How these two molecules might stimulate neurogenesis is an open question: unlike drugs like psilocybin and LSD, which act directly at the 5-HT2A receptor, harmine and tetrahydroharmine act as inhibitors of the enzyme monoamine oxidase (MAO), which degrades natural neurotransmitters like serotonin and dopamine. It may be that, when MAO is inhibited, the increase in free-floating serotonin in the brain can trigger BDNF by binding to the 5-HT2A receptor, much like psilocybin would. It may also be an entirely new pathway that still needs to be discovered. For psychedelic scientists, this is the start of an exciting new world of possibilities.
So if all of this is true, what does it mean?
One of the front-line treatments for mental illnesses like anxiety, PTSD, and OCD is cognitive behavioral therapy (CBT), which is based on the same principles that the researchers are investigating with the classical conditioning studies. Anyone who’s participated in a session of CBT knows that the premise is actually very simple, and very reminiscent of the kind of mechanisms scientists use to train rats. Imagine you have PTSD with a specific trigger that sends you into panic attacks. A CBT approach to treatment might be exposure therapy: in a safe setting, guided by a therapist, you are gently exposed to your triggers, again and again. As time goes on and nothing terrible happens, your brain learns something new; the trigger isn’t dangerous and slowly, your original response is made extinct. Similar techniques are used for patients with OCD (who might be unable to stop doing a particular ritual because they’re afraid something terrible will happen) and anxiety disorders. CBT is also used to treat depression, and while the mechanisms are a little different, the same basic principles apply.

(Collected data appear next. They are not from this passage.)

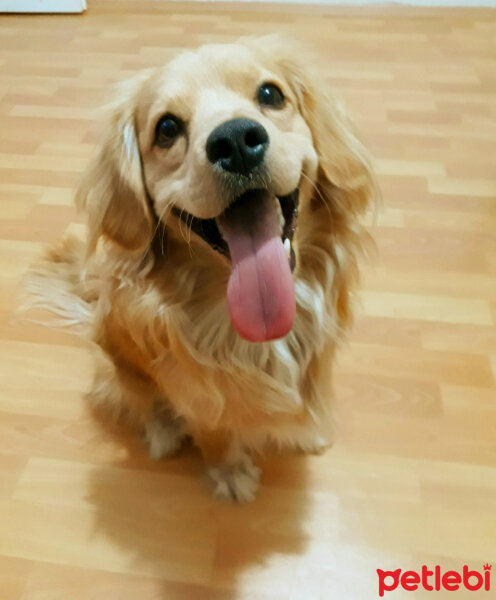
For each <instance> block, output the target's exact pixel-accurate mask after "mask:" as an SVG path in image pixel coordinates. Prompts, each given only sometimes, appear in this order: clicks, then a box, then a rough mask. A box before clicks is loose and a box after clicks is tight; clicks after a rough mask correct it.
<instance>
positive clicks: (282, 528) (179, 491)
mask: <svg viewBox="0 0 496 600" xmlns="http://www.w3.org/2000/svg"><path fill="white" fill-rule="evenodd" d="M94 417H95V420H96V422H97V424H98V425H99V426H100V427H101V428H102V430H103V433H104V434H105V435H106V436H111V438H112V439H113V442H115V443H116V444H118V445H119V446H121V447H123V448H124V449H125V454H126V455H127V457H126V458H125V459H124V460H122V461H119V462H116V463H114V464H112V465H109V467H108V468H107V467H104V468H102V469H96V470H95V471H93V472H92V473H91V475H90V480H89V481H88V499H89V501H90V502H91V504H92V505H93V506H94V509H95V536H96V538H97V539H98V541H99V542H103V543H105V544H107V545H109V554H110V555H111V556H112V560H115V561H116V565H115V566H113V567H112V568H115V570H118V571H119V572H125V573H128V574H131V575H135V576H138V577H143V576H145V577H147V578H153V579H154V580H155V587H154V593H153V594H151V597H153V600H214V599H215V600H234V599H235V600H240V599H243V600H244V599H245V598H246V599H248V598H249V599H250V600H266V599H267V600H268V598H271V600H277V599H278V598H281V599H282V598H287V597H288V594H289V591H290V587H291V582H290V581H288V580H287V579H288V578H287V566H286V568H285V569H283V567H282V564H283V563H284V557H285V556H287V555H290V556H292V558H293V559H294V558H295V557H297V556H299V555H301V554H303V553H304V551H305V548H306V544H307V536H306V535H305V532H304V531H303V527H302V523H304V521H305V514H306V507H307V485H306V484H307V458H306V457H304V456H300V455H294V454H293V455H291V454H290V455H283V456H271V457H269V458H267V459H265V460H264V461H263V462H262V463H260V464H261V466H262V469H263V474H262V484H261V489H260V491H259V494H258V497H257V499H256V500H255V502H254V503H251V504H246V505H238V504H230V503H227V502H222V501H219V500H216V499H214V498H213V497H212V495H211V493H210V490H209V489H208V484H207V481H206V477H205V475H204V473H203V467H202V462H201V457H200V455H199V452H197V450H196V449H194V448H191V447H189V448H185V449H183V450H182V451H181V452H180V453H179V454H178V455H177V456H175V457H172V458H169V459H164V460H161V461H152V460H151V459H149V458H148V456H147V450H146V448H145V447H144V444H142V442H141V440H140V439H139V436H138V435H137V434H136V433H135V432H130V431H129V429H127V428H126V427H125V426H124V425H119V424H110V423H109V422H108V420H107V419H106V418H105V415H101V414H100V413H94ZM114 554H115V557H114V556H113V555H114ZM279 569H280V573H281V577H278V571H279ZM283 573H284V576H283ZM245 577H246V579H244V578H245ZM151 597H150V594H148V593H147V595H146V598H144V597H143V596H142V600H151Z"/></svg>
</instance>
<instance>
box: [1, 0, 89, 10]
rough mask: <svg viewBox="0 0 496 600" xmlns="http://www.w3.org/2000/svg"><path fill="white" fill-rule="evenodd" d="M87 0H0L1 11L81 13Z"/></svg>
mask: <svg viewBox="0 0 496 600" xmlns="http://www.w3.org/2000/svg"><path fill="white" fill-rule="evenodd" d="M84 10H86V0H0V12H15V13H24V12H27V13H81V12H83V11H84Z"/></svg>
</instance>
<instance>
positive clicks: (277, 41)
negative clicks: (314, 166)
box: [257, 35, 379, 220]
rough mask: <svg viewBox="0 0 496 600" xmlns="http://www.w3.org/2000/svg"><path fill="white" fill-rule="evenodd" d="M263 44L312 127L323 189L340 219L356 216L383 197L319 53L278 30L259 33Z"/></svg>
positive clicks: (258, 46) (313, 140)
mask: <svg viewBox="0 0 496 600" xmlns="http://www.w3.org/2000/svg"><path fill="white" fill-rule="evenodd" d="M261 41H263V43H260V42H261ZM257 46H258V47H262V48H263V49H264V50H263V51H264V52H265V53H266V54H267V55H268V56H270V59H271V60H272V61H274V60H275V61H276V64H277V67H278V68H279V70H280V71H281V73H282V75H283V76H284V78H285V79H286V81H287V83H288V84H289V86H290V87H291V89H292V91H293V93H294V94H295V96H296V98H297V101H298V108H299V110H300V113H301V114H302V116H303V118H304V119H305V121H306V123H307V125H308V126H309V128H310V130H311V133H312V138H313V144H314V147H315V149H316V151H317V155H318V159H319V167H318V176H317V186H318V190H319V194H318V195H322V196H323V197H324V199H325V200H326V201H329V206H330V207H331V209H332V211H333V213H334V214H333V217H334V219H336V218H339V217H340V216H342V217H343V218H345V217H348V219H351V220H353V218H354V217H356V216H357V215H361V214H363V213H364V212H365V211H366V210H367V209H368V208H369V207H370V206H371V205H374V204H375V201H376V200H377V199H378V198H379V191H378V186H377V183H376V179H375V176H374V173H373V170H372V168H371V163H370V158H369V154H368V152H367V150H366V149H365V147H364V146H363V145H362V143H361V142H360V141H359V139H358V137H357V135H356V132H355V128H354V126H353V125H352V123H351V122H350V120H349V119H348V117H347V115H346V114H345V112H344V110H343V109H342V108H341V107H340V106H339V104H338V103H337V102H336V101H335V100H334V98H333V97H332V95H331V94H330V93H329V90H328V85H326V82H325V79H324V77H323V74H322V73H319V71H318V69H316V68H315V67H314V65H315V64H316V59H315V56H312V55H311V54H310V53H308V51H306V49H305V48H301V47H298V45H297V44H296V45H295V43H294V42H293V41H291V42H290V41H289V40H285V39H284V38H281V37H280V36H277V35H276V36H266V37H264V38H262V40H260V39H259V42H258V44H257ZM317 200H318V199H317V197H316V201H317Z"/></svg>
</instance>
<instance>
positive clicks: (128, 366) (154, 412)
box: [87, 352, 187, 459]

It’s easy to see why, if it’s true, psychedelic neurogenesis might be useful. If we could use psychedelics to bolster and enhance our own innate capacity for learning, the applications for treatments and therapies would be tremendous. Humans are fundamentally pattern-making machines. Our most impressive technologies stem from our ability to recognize and make patterns, while some of our deepest illnesses, such as drug addiction, OCD, and depression are the result of getting caught in patterns we cannot control. If the theory laid out here is correct (and it may be entirely wrong), this could be another foundational piece on which to build psychedelic therapy. Beyond knowing just that it works, this might give us a robust, scientific understanding of why and how. It also may help us design new paradigms of psychedelic treatment: currently, almost all of the big studies being done are investigating the effects of single, medium-to-high doses of something like psilocybin, but, if psychedelic neurogenesis is real, there may be just as much therapeutic power in a series of repeated lower doses, in the right context. A medical microdose. The possibilities are endless.
Of course, such simplistic solutions should always be taken with a grain of salt: if someone tells you they have an easy-to-digest answer to a problem involving the brain, they’re probably trying to sell you something (keep that quote in mind next time someone tells you that depression is just a lack of serotonin!). Simple theories can ultimately be built into far more complete, and complex pictures, and even if this isn’t the whole picture (which it almost certainly isn’t), it seems like a pretty good place to start.